China is known for exporting manufacturing products to the world. It may soon develop the reputation of exporting something else, producer deflation--the falling of wholesale prices.

That's according to a string of data showing an accelerated decline in the Producer Price Index (PPI), a measure of what China's factories charge to their clients.

In June 2023, for instance, China's PPI dropped at an annual rate of 5.4%, following a 4.6% fall in May and above market forecasts of a 5.0% decline.

The June decline was the ninth consecutive month of PPI drop, confirming that China's economy is in a deflationary spiral at the wholesale level.

That isn't the first time the world's second-largest economy has been on a deflationary path. It happened in the 1990s, in 2008-9, and more recently, in 2016-20.

China's wholesale deflation results from old and new demand and supply pressures.

Demand pressures stem from a decline in the country's exports.

Thanks to competition from emerging markets like Vietnam and growing tensions between Beijing and its Western trade partners, most notably the U.S.

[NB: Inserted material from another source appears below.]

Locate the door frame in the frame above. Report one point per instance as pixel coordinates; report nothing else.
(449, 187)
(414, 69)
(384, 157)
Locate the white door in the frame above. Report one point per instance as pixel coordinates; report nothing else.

Exports from China dropped at an annual rate of 12.4% to $285.32 billion in June 2023, following a 7.5% fall in May. It's the steepest drop since February 2020, led by declines in aluminum products (-18.9%), steel products (-0.6%), and grains (-36.4%).

"The confrontation between China and the United States has lowered China's aggregate demand as China's export, a significant portion of China's GDP, declined," Dr. Tenpao Lee, professor emeritus of economics at Niagara University, told International Business Times.

Then there's a slow-down in the domestic demand as evidenced by recent government reports, which show a lower-than-expected GDP growth.

For the second quarter of 2023, the Chinese GDP grew at an annual rate of 6.3%, up from a 4.5% growth in the first quarter but well below market estimates of 7.3%. And numbers could look far worse if it wasn't for last year's weak numbers due to lockdowns in major cities.

Supply pressures stem from China's old problem of excess factory capacity due to the building of factories that practically duplicate each other. These factories churn out similar products and engage in a price war.

"The issue of excess factory capacity and price wars within the country adds another layer to the deflationary challenge," Justin Albertynas, CEO of Ratepunk, told IBT.

China's deflation will soon be exported to the rest of the world, as the country is the world's largest factory, making it a price-maker.

That's both a good thing and a bad thing for China's trade partners. It's a good thing because it will help central banks worldwide fight inflation.

It's a bad thing because China's lower manufacturing prices, state-of-the-art logistics, and transportation costs will put competitive pressure on producers of similar products.

Already, some European manufacturers are feeling the pressure. Thessaloniki, Greece-based Dion SA, the largest manufacturer of recycled plastics, is one of them.

"China is turning into a formidable competitor in the plastics materials," Sakis Dionisopoulos, President of the company, told IBT. "They have the scale, the low electricity prices, the logistics, and they face low transportation costs thanks to the falling oil prices. They ship massive quantities of products to Malta and then distribute them throughout Europe, including the port of Volos in Greece."

That could unleash another round of tensions between Beijing and its European trade partners.

"It is clear that China's current deflationary spiral presents a mixed bag of opportunities and challenges," added Justin Albertynas. "As these deflationary effects ripple beyond China's borders, it becomes crucial for international stakeholders to collaborate and navigate this evolving economic landscape with a coordinated approach."